Online field measurements of Chlorothalonil show that volatilization is key to pesticide exposure

Abstract Pesticide usage has been expanding since the 1950s. However, their use has been known to harm human and environmental health for decades. Recent studies have shown that these two factors are impacted by pesticide diffusion in the atmosphere. The gaseous diffusion of pesticides in the atmosphere is known as volatilization. Although it is a known process, pesticide volatilization has been scarcely measured, especially for periods beyond a few days after pesticide application. Pesticide concentration is usually measured mainly by offline gas-chromatography mass spectrometry, which makes it difficult to deploy in the field for long-term studies.

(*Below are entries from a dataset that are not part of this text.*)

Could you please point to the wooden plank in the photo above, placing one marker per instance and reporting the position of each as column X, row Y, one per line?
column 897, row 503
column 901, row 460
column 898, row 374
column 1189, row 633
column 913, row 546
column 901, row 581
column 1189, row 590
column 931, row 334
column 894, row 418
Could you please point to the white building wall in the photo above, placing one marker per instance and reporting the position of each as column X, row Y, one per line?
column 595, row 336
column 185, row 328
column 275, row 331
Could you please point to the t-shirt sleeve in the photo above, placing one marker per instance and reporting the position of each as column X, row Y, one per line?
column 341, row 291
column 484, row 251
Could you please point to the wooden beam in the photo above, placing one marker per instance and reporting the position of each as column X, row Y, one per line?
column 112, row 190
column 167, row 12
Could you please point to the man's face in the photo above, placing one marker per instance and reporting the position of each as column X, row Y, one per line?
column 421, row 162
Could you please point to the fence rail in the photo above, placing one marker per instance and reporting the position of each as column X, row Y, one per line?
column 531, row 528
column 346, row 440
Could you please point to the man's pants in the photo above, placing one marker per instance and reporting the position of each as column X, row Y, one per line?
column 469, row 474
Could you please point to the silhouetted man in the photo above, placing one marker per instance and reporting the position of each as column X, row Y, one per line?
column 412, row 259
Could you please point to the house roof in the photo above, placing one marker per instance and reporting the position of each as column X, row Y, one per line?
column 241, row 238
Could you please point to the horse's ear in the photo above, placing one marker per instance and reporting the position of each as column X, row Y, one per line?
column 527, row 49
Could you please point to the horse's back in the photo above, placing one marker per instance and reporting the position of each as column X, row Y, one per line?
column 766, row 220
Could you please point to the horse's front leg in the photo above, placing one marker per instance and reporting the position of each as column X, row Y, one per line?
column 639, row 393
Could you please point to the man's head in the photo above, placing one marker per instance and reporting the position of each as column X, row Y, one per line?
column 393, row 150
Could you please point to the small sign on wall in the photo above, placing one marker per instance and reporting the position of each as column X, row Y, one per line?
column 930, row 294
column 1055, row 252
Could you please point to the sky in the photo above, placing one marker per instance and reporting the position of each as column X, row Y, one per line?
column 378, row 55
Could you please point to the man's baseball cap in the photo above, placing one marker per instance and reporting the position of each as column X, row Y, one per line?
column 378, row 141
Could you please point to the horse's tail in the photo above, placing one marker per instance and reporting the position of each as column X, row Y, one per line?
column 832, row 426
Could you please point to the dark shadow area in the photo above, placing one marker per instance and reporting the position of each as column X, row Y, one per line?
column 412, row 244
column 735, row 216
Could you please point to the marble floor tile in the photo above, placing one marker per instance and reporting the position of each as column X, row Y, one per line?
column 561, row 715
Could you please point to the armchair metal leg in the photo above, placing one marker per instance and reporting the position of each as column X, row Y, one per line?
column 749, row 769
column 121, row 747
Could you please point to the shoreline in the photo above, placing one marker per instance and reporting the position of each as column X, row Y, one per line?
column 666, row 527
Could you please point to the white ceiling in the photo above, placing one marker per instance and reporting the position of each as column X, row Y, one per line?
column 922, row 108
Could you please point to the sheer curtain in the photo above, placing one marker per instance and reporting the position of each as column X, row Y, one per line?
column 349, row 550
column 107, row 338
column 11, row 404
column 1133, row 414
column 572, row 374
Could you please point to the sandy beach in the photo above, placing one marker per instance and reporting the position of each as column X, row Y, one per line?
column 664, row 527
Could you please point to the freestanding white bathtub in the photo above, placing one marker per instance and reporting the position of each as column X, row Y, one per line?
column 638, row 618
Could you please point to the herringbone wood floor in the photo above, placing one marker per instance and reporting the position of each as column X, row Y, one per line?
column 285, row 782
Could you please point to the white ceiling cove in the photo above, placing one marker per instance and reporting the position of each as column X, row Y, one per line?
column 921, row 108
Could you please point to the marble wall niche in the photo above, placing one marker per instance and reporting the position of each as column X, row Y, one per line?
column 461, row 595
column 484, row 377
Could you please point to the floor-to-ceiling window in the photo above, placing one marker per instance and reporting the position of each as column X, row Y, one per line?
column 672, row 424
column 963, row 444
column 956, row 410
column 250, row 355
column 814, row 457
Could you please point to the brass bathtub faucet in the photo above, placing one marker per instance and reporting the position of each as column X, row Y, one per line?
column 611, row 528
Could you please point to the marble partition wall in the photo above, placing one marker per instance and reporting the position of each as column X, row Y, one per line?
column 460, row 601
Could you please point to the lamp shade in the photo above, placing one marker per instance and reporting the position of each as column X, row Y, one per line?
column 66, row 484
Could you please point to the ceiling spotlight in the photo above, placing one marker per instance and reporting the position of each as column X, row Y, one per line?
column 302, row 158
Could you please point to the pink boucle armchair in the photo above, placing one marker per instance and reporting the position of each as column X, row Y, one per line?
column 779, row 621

In this study, we report the first online concentration measurements of Chlorothalonil, a fungicide, over a wheat field using a highly sensitive proton transfer reaction, quadrupole injection, time of flight, mass spectrometer (PTR-QI-TOF-MS) for several weeks after its application. The volatilization computed by inverse dispersion modeling was sustained over more than three weeks, leading to up to 50% of the applied quantity being lost by volatilization. High-temporal volatilization dynamics indicate that the understorey contributes significantly to the emissions. Our findings suggest that Chlorothalonil volatilization may contribute significantly to atmospheric exposure, and transfer by deposition to nearby fields and over larger areas. Online PTR-QI-TOF-MS measurements should be developed further to quantify human exposure and the spread of pesticides through the atmosphere.